A study conducted in Finland observed 100 kids ages 2 to 6, with their parents being asked to answer questions concerning their children's sleep quality and their own — and the results showed that parents too often project their own sleep problems onto their kids.
For one week, the youngsters wore an "actigraph," which is a bracelet that measures movement and can estimate the amount of sleep a person has gotten, reports NPR's Katherine Hobson.
The researchers found that parents who had sleep problems of their own were more likely to report their children had sleeping disturbances, even though the actigraph suggested the kids were not having problems.
"People who sleep poorly overestimate their children's sleep problems," said Marko Elovainio, a professor of psychology at the University of Helsinki and an author of the study, which appears Thursday in the journal Pediatrics.
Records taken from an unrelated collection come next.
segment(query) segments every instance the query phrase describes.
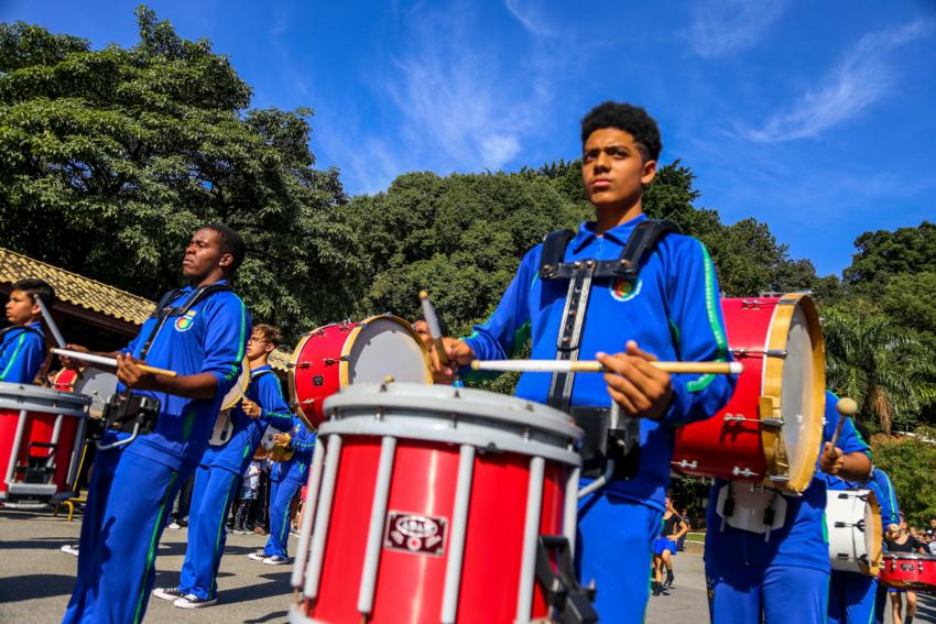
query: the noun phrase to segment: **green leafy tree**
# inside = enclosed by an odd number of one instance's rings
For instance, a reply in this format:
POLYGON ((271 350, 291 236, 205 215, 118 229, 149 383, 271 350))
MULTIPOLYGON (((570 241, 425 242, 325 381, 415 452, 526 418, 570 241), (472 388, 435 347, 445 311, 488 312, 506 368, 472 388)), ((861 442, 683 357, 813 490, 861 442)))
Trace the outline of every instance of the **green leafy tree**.
MULTIPOLYGON (((936 429, 921 427, 916 436, 873 436, 874 463, 894 484, 897 504, 912 526, 936 517, 936 429)), ((926 523, 926 524, 924 524, 926 523)))
POLYGON ((250 110, 206 40, 137 11, 140 41, 0 24, 0 240, 155 298, 202 223, 240 230, 239 291, 295 333, 347 308, 358 271, 336 171, 313 168, 312 111, 250 110))
POLYGON ((933 350, 888 317, 858 305, 826 309, 823 317, 829 386, 858 402, 860 417, 885 434, 895 424, 914 423, 933 399, 933 350))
This misjudgment can be significant because physicians diagnose and treat children's sleep habits by questioning their parents. The study's authors caution doctors to use more objective measures when working with young people and to consider the parents' sleeping problems as well.
In previous studies, researchers have found that sleep-deprived people are likelier to encounter and remember adverse details and events. This deprivation could be a reason that tired parents tend to exaggerate difficulties with getting kids to bed and keeping them in bed for the night.
But actigraph readings are sometimes not as accurate for children as for grown-ups. Also, since children move around more as they sleep it is possible the actigraph may underestimate the amount of time a child sleeps, added a pediatric sleep psychologist at National Jewish Health in Denver, who was not a part of the study.
The children in the study, who were mostly 3-and 4-year olds, were averaging 8.5 hours a night of sleep. The National Sleep Foundation suggests that 2-year-olds get 11 to 14 hours of sleep a night. For preschoolers, they prescribe 10 to 13 hours, and for school-aged young ones they recommend 9 to 11 hours.
The participants in the study included mostly white, educated families, and over a quarter of the children slept in the same bedroom as their parents, all of which have the potential to affect sleep habits. The sharing of beds and bedrooms vary among countries.
"Parents who are stressed out and have poor sleeping quality are more disturbed themselves by little noises and awakenings of their children during the night than those parents who sleep better," said senior study author Dr. Helena Lapinleimu, a pediatrics researcher at the University Hospital of Turku in Finland.
According to Lisa Rapaport of Reuters, the researchers asked parents if their kids were excessively sleepy or drowsy, had trouble falling and staying asleep, or exhibited talking, jerking, or cramping during their sleep time.
Adjustments were made for factors such as the child's number of siblings, age, gender, chronic illnesses, and medications. It is possible that the range of ages in the children who were subjects might have skewed the results because the sleep routines and needs of children are very different for kids in the age range of 2 to 6.
Parents involved in the study did not wear actigraphs, which meant it was not possible to know the exact sleep routines of the adults.
The American Academy of Pediatrics website notes that the study "Poor Parental Sleep and the Reported Sleep Quality of their Children" required parents to keep a sleep diary for their children, complete a Sleep Disturbance Scale for Children questionnaire, and take the Jenkin's Sleep Scale and a 12-item general health questionnaire.